Hierarchical field sort with string interning

In a recent, real world problem I needed to load a heterogeneous sequence of records from a buffer. Record layout is defined in a header before the sequence. Each field is numeric, with a unique name composed of non-empty alphanumeric period-delimited segments, where segments signify nested structure. Field names are a comma-delimited list, in order of the record layout. The catch motivating this article is that nested structures are not necessarily contiguous. In my transformed representation I needed nested structures to be contiguous. For illustrative purposes here, it will be for JSON output. I came up with what I think is an interesting solution, which I’ve implemented in C using techniques previously discussed.

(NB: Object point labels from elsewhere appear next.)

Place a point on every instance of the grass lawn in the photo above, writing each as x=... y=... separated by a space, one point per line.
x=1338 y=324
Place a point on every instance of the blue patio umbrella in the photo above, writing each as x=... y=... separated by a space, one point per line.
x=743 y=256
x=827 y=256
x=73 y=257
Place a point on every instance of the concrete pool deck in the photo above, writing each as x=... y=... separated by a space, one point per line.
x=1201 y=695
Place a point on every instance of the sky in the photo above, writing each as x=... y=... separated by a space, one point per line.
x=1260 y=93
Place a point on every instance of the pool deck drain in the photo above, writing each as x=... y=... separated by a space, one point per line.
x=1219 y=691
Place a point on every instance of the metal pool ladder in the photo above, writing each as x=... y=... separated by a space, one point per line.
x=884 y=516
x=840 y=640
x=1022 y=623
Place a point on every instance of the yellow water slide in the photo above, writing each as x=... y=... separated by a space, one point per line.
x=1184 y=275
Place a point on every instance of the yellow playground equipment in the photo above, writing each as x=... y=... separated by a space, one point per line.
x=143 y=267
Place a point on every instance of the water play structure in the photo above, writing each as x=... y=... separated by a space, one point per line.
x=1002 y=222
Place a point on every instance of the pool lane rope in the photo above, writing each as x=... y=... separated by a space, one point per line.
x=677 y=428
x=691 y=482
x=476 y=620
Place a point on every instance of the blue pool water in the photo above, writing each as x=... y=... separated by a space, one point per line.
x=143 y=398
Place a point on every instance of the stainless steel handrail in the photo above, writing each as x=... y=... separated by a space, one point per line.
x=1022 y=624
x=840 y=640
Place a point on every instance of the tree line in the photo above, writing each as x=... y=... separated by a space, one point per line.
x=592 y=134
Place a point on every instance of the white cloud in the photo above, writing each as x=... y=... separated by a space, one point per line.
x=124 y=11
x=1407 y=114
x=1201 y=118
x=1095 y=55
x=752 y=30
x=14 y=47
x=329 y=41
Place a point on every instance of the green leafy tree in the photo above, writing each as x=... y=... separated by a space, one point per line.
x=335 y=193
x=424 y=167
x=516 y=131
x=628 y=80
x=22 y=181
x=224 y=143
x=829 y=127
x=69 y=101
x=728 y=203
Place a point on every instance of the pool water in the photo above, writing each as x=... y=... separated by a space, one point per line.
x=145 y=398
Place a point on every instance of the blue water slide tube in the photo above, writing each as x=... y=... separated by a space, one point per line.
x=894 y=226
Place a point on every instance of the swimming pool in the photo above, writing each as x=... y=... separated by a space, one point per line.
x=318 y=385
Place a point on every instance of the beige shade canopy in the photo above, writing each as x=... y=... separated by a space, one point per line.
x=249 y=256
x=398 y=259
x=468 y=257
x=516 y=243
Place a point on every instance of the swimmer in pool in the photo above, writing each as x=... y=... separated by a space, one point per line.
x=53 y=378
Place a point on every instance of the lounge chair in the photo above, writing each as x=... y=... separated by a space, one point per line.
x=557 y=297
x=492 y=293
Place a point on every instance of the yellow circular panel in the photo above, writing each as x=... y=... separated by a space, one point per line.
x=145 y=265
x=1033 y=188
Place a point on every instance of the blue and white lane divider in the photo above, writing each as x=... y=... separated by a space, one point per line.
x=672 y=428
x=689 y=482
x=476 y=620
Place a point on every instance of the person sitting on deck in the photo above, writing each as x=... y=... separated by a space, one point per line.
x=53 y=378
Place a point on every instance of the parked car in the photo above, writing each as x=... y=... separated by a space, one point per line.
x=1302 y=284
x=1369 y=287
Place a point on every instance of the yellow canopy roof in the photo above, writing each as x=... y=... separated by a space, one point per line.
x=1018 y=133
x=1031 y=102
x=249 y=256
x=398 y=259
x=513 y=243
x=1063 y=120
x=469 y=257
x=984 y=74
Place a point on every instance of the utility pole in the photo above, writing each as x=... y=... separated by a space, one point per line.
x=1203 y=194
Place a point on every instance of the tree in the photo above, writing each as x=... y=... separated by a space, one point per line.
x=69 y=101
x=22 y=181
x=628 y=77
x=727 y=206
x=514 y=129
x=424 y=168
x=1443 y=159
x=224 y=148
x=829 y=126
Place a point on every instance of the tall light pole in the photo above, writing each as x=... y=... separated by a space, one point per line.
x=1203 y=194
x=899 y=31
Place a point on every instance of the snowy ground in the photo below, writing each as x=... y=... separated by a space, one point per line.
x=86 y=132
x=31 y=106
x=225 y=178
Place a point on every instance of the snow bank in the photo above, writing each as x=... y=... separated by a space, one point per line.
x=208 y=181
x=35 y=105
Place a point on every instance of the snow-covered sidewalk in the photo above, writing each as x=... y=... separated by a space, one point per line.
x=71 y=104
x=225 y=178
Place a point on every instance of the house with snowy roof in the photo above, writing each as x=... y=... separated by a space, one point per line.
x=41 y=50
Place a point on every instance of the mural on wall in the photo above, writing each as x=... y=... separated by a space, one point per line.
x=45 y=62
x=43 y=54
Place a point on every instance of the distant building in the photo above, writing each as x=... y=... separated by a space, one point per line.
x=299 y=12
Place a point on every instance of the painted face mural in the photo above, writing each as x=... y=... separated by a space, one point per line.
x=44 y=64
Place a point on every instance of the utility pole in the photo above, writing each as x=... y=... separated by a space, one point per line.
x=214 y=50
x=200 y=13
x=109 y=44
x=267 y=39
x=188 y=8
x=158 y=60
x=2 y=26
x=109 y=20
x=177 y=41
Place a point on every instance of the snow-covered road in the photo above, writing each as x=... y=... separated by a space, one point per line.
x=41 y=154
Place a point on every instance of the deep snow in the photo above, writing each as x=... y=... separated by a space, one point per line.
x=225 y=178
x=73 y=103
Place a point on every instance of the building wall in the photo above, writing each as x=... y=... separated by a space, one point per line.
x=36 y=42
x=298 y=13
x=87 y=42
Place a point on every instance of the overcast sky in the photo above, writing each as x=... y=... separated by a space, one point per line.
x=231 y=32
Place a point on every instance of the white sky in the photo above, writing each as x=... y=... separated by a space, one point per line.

The above description is probably confusing on its own, and an example is worth a thousand words, so here’s a listing naming 7 fields:

timestamp,point.x,point.y,foo.bar.z,point.z,foo.bar.y,foo.bar.x

Where point is a substructure, as is foo and bar, but note they’re interleaved in the record. So if a record contains these values:

{1758158348, 1.23, 4.56, -100, 7.89, -200, -300}

The JSON representation would look like:

{
  "timestamp": 1758158348,
  "point": {
    "x": 1.23,
    "y": 4.56,
    "z": 7.89
  },
  "foo": {
    "bar": {
      "z": -100,
      "y": -200,
      "x": -300
    }
  }
}

Notice point.z moved up and foo.bar.z down, so that substructures are contiguous in this representation as required for JSON. Sorting the field names lexicographically would group them together as a simple solution. However, as an additional constraint I want to retain the original field order as much as possible. For example, timestamp is first in both the original and JSON representations, but sorting would put it last. If all substructures are already contiguous, nothing should change.

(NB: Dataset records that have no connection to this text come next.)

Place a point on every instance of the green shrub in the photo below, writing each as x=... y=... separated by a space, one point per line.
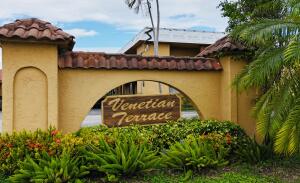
x=163 y=136
x=252 y=152
x=17 y=146
x=123 y=157
x=47 y=169
x=195 y=154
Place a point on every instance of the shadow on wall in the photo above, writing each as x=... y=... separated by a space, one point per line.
x=141 y=88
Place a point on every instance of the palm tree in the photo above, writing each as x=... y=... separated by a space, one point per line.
x=276 y=71
x=137 y=5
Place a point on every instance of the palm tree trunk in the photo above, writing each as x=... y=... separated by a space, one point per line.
x=153 y=27
x=156 y=42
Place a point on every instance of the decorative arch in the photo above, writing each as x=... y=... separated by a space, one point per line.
x=170 y=85
x=79 y=89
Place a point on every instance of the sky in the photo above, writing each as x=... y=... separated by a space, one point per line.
x=107 y=25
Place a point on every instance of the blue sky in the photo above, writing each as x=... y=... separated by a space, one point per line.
x=107 y=25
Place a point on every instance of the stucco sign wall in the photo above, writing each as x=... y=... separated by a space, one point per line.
x=126 y=110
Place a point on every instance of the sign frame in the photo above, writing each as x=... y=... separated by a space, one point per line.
x=138 y=95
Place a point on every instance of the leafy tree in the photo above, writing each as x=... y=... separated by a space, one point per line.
x=243 y=11
x=276 y=70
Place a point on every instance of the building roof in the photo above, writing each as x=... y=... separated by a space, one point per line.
x=94 y=60
x=35 y=30
x=175 y=36
x=225 y=44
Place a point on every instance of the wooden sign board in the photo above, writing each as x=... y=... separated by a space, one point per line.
x=137 y=109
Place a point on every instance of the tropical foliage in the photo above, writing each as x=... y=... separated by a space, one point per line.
x=195 y=154
x=47 y=169
x=123 y=158
x=244 y=11
x=114 y=153
x=275 y=70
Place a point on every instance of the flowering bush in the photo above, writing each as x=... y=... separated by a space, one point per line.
x=17 y=147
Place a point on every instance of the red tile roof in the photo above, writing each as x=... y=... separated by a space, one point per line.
x=35 y=30
x=225 y=44
x=134 y=62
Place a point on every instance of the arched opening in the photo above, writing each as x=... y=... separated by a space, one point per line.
x=143 y=87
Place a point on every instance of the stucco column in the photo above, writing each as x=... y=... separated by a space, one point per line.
x=30 y=86
x=236 y=106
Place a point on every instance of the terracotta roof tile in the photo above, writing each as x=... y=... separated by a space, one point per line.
x=94 y=60
x=35 y=30
x=225 y=44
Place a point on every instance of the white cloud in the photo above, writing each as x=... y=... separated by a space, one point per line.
x=201 y=12
x=81 y=32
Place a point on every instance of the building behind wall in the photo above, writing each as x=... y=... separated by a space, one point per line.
x=172 y=42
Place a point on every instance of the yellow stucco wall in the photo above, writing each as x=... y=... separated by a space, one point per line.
x=37 y=94
x=236 y=106
x=79 y=89
x=30 y=72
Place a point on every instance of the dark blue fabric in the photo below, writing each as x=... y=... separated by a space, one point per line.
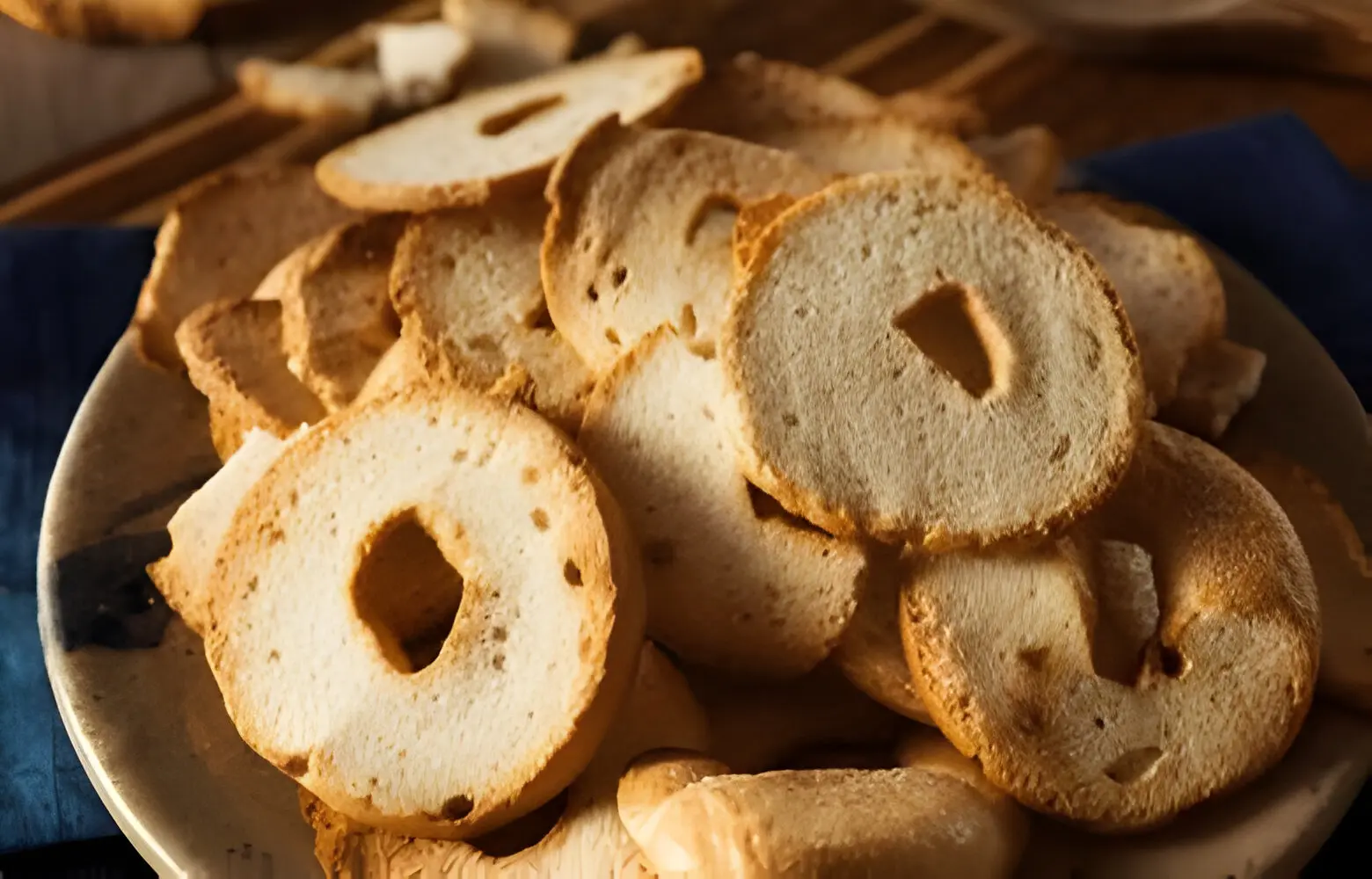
x=1266 y=191
x=65 y=298
x=1269 y=193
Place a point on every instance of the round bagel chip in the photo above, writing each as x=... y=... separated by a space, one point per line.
x=639 y=232
x=921 y=360
x=458 y=152
x=386 y=643
x=1013 y=657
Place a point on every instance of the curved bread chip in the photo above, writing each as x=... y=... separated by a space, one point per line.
x=586 y=841
x=1166 y=283
x=220 y=240
x=692 y=817
x=732 y=580
x=1002 y=648
x=511 y=40
x=755 y=727
x=420 y=614
x=198 y=527
x=870 y=653
x=1028 y=159
x=1342 y=577
x=639 y=232
x=336 y=318
x=311 y=92
x=749 y=98
x=233 y=357
x=419 y=62
x=470 y=296
x=919 y=358
x=456 y=154
x=1220 y=379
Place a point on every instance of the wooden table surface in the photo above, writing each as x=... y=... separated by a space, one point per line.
x=888 y=46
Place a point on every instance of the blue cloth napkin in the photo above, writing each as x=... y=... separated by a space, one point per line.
x=1266 y=191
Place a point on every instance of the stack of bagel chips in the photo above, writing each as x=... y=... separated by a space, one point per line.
x=652 y=462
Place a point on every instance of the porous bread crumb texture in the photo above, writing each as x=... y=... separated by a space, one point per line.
x=335 y=704
x=220 y=240
x=468 y=291
x=733 y=582
x=235 y=357
x=586 y=837
x=639 y=232
x=1165 y=280
x=1215 y=698
x=919 y=360
x=458 y=152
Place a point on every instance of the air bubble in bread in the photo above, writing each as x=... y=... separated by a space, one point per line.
x=406 y=585
x=1006 y=654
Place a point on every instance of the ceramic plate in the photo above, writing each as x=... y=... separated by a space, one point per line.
x=154 y=737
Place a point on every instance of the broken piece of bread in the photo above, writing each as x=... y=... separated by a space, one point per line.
x=419 y=63
x=894 y=358
x=311 y=92
x=458 y=152
x=639 y=232
x=235 y=357
x=453 y=479
x=336 y=318
x=733 y=582
x=220 y=240
x=1219 y=379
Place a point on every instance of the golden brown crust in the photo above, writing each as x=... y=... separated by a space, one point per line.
x=1220 y=690
x=1112 y=340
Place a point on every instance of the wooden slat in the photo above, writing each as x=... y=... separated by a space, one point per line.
x=181 y=151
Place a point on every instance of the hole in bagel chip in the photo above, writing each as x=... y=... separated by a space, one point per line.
x=512 y=118
x=950 y=327
x=406 y=592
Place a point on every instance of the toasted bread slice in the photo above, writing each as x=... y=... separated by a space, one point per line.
x=470 y=296
x=1220 y=379
x=1342 y=577
x=1166 y=283
x=903 y=343
x=749 y=98
x=416 y=617
x=336 y=318
x=639 y=232
x=509 y=134
x=872 y=144
x=235 y=358
x=1003 y=658
x=870 y=653
x=692 y=817
x=511 y=40
x=587 y=838
x=733 y=582
x=220 y=240
x=199 y=526
x=311 y=92
x=755 y=727
x=420 y=62
x=1028 y=159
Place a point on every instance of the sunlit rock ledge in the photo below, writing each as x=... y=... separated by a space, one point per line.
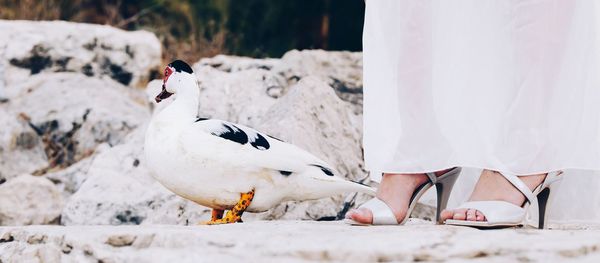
x=294 y=241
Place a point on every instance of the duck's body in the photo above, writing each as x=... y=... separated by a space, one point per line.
x=212 y=162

Solution with string interning

My solution is to intern the segment strings, assigning each a unique, monotonic integral token in the order they’re observed. In my program, zero is reserved as a special “root” token, and so the first string has the value 1. The concrete values aren’t important, only that they’re assigned monotonically.

The trick is that a string is always interned in the “namespace” of a previous token. That is, we’re building a (token, string) -> token map. For our segments that namespace is the token for the parent structure, and the top-level fields are interned in the reserved “root” namespace. When applied to the example, we get the token sequences:

timestamp  -> 1
point.x    -> 2 3
point.y    -> 2 4
foo.bar.z  -> 5 6 7
point.z    -> 2 8
foo.bar.y  -> 5 6 9
foo.bar.x  -> 5 6 10

And our map looks like:

{0, "timestamp"} -> 1
{0, "point"}     -> 2
{2, "x"}         -> 3
{2, "y"}         -> 4
{0, "foo"}       -> 5
{5, "bar"}       -> 6
{6, "z"}         -> 7
{2, "z"}         -> 8
{6, "y"}         -> 9
{6, "x"}         -> 10

Notice how "x" is assigned 3 and 10 due to different namespaces. That’s important because otherwise the fields of foo.bar would sort in the same order as point. Namespace gives these fields unique identities.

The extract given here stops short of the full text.